RICHMOND, Va., April 9 (UPI) -- A divided Virginia legislature rejected $125 million in federal stimulus money for jobless benefits, contending a rule change it required would raise taxes.
The Virginia Senate voted 21-19 in favor of accepting the money and the state unemployment-system rule change. The change would have made thousands of part-time workers and residents in approved job-training programs eligible to receive benefits.
Virginia's jobless rate is 6.7 percent, with almost 300,000 Virginians unemployed, the state labor department said.
But the legislature's lower House of Delegates rejected the bill 53-46, arguing the unemployment-system change would translate into higher business taxes once the stimulus money was exhausted, The Washington Post reported.
"We are being used," Republican state Sen. Ken Cuccinelli said. "Actually our constituents ... who are now unemployed are being used by this administration to hold a gun to the head of this General Assembly with the assistance of the governor to force through a bad bill."
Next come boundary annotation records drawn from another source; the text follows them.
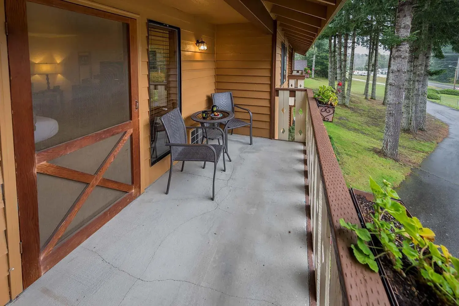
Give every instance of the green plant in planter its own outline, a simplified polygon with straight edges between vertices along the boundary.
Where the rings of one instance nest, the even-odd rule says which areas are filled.
[[[381,188],[370,178],[375,203],[372,223],[367,223],[365,228],[361,228],[343,219],[340,220],[342,226],[355,231],[357,235],[357,244],[351,246],[356,258],[378,272],[375,260],[385,255],[403,276],[408,270],[416,267],[419,271],[420,280],[431,286],[445,305],[459,306],[459,259],[452,256],[444,246],[434,244],[434,232],[423,227],[416,217],[408,216],[404,206],[393,200],[399,198],[391,188],[391,184],[386,181],[384,184]],[[393,217],[402,225],[401,228],[399,226],[396,227],[393,223],[384,221],[385,214]],[[381,251],[375,256],[370,249],[374,247],[367,243],[371,240],[371,235],[382,246],[379,248]],[[411,266],[402,266],[403,256],[411,262]],[[406,268],[403,270],[404,267]]]
[[[338,104],[338,97],[331,86],[325,85],[320,86],[317,92],[314,94],[314,97],[317,98],[321,104],[334,106]]]

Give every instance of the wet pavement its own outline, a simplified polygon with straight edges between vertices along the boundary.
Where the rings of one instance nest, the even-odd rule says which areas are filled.
[[[459,111],[427,101],[427,112],[447,123],[449,134],[402,183],[398,195],[410,212],[459,256]]]

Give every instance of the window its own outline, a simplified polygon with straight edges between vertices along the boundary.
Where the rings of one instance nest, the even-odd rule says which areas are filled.
[[[149,21],[148,77],[150,86],[151,165],[170,152],[161,121],[164,114],[181,106],[180,29]]]
[[[284,43],[280,46],[280,86],[287,79],[287,46]]]

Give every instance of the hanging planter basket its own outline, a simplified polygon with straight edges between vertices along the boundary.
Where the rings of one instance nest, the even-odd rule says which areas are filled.
[[[335,106],[321,104],[320,102],[317,100],[317,98],[315,98],[315,100],[317,102],[317,107],[319,107],[319,112],[320,113],[320,116],[322,116],[322,121],[333,122],[333,115],[335,115]]]

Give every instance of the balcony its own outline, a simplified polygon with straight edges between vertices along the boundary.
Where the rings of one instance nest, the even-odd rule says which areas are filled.
[[[31,305],[309,305],[302,143],[230,135],[175,166],[28,288]]]

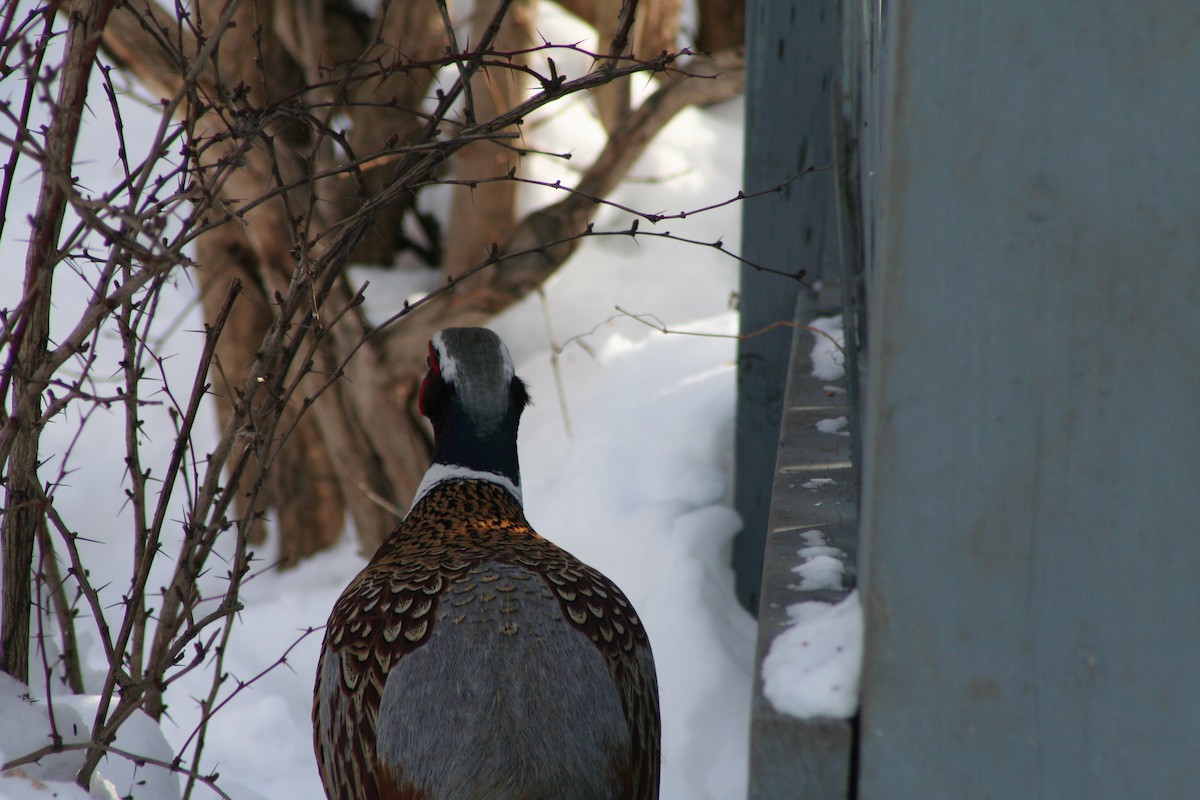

Gov. Timothy Kaine, chairman of the Democratic National Committee, had pushed the bill as the state legislature convened for a one-day session, the Post said.
After the vote, Kaine berated legislators, saying they seemed to be telling unemployed Virginians: "We don't care. Fend for yourself," the Post said.
Kaine hinted he might try to find another way to accept the federal money, the newspaper said.